Monday, June 16

Israel's colonization policy is a threat to peace - and to itself

The supposedly "re-launched" Palestinian-Israeli peace process has had a phony feel to it from the beginning at Annapolis in November 2007. The Israelis have shown little willingness to abandon the maximalist positions that caused the Oslo process to break down in 2000, and the Americans have refused to demand a more helpful approach from their proteges. Palestinian President Mahmoud Abbas, like the late Yasser Arafat before him, is effectively being asked to sign an instrument of surrender - and therefore his own death warrant - so the talks cannot succeed.

Just to be sure, though, the Israelis continue to carry out all manner of provocations designed to finish off the peace process. The latest came on Friday when officials announced the approval of 1,300 new homes at an illegal colony in Occupied Jerusalem. That move, the second of its kind in the past month alone, hits squarely on the nexus between two of the biggest obstacles to any negotiated solution: the fate of the holy city and what to do with the half-million or so "settlers" living illegally on occupied land.

Incredibly, Israeli officials try to rationalize such activities in Jerusalem by arguing that since they refuse to share the city in any eventual peace agreement, they have every right to build wherever they please. This is not just inane: It is also evil and self-destructive, and for several reasons.

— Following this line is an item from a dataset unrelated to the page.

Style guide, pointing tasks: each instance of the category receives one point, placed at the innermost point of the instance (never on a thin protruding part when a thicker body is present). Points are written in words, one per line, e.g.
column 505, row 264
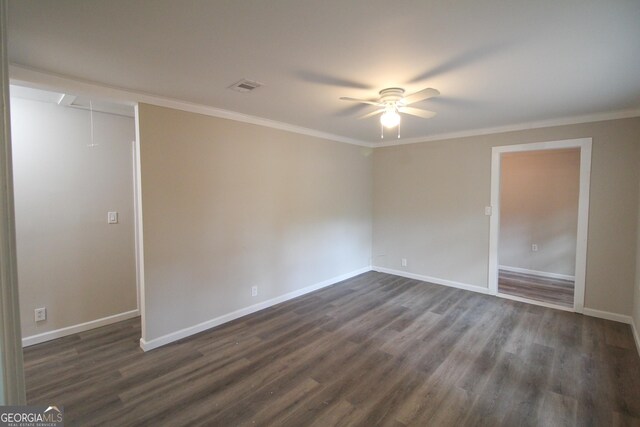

First, if they are serious about their "eternal, undivided capital" rhetoric, the negotiations might as well be called off right now. The occupation of traditionally Arab East Jerusalem flies in the face of international law, and no Palestinian leader - least of all one with Abbas' shaky authority - can be expected to legitimize the wholesale theft of his people's most cherished city. Second, if the rhetoric is just part of a negotiating position, using the colonists to apply pressure at sensitive times can only ensure that if and when a deal is struck, their relations with their neighbors will be almost impossible to repair. Third, if Israel gets away with its unabashed defiance of the modern international system's most important principle - that military force is no longer an acceptable means of territorial gain - it will only establish a precedent making it fair game if and when another power develops the wherewithal to end the Zionist experiment once and for all.

From its creation in 1948, the state of Israel has been a supreme test for the new order put in place in the aftermath of World War II - and the results have not been impressive. Thanks largely to the slavish support of the United States, the Israelis have been able to break the rules with near-immaculate impunity. This has made victims of several Arab peoples, especially the Palestinians - and therefore accomplices of dozens of otherwise progressive governments around the world. These have preached collective security, but in practice they have aided and abetted collective punishment on a grand scale over six decades. If the tables are ever turned and Jews are kicked out of Jerusalem instead of Muslims, there will be plenty of blame to go around.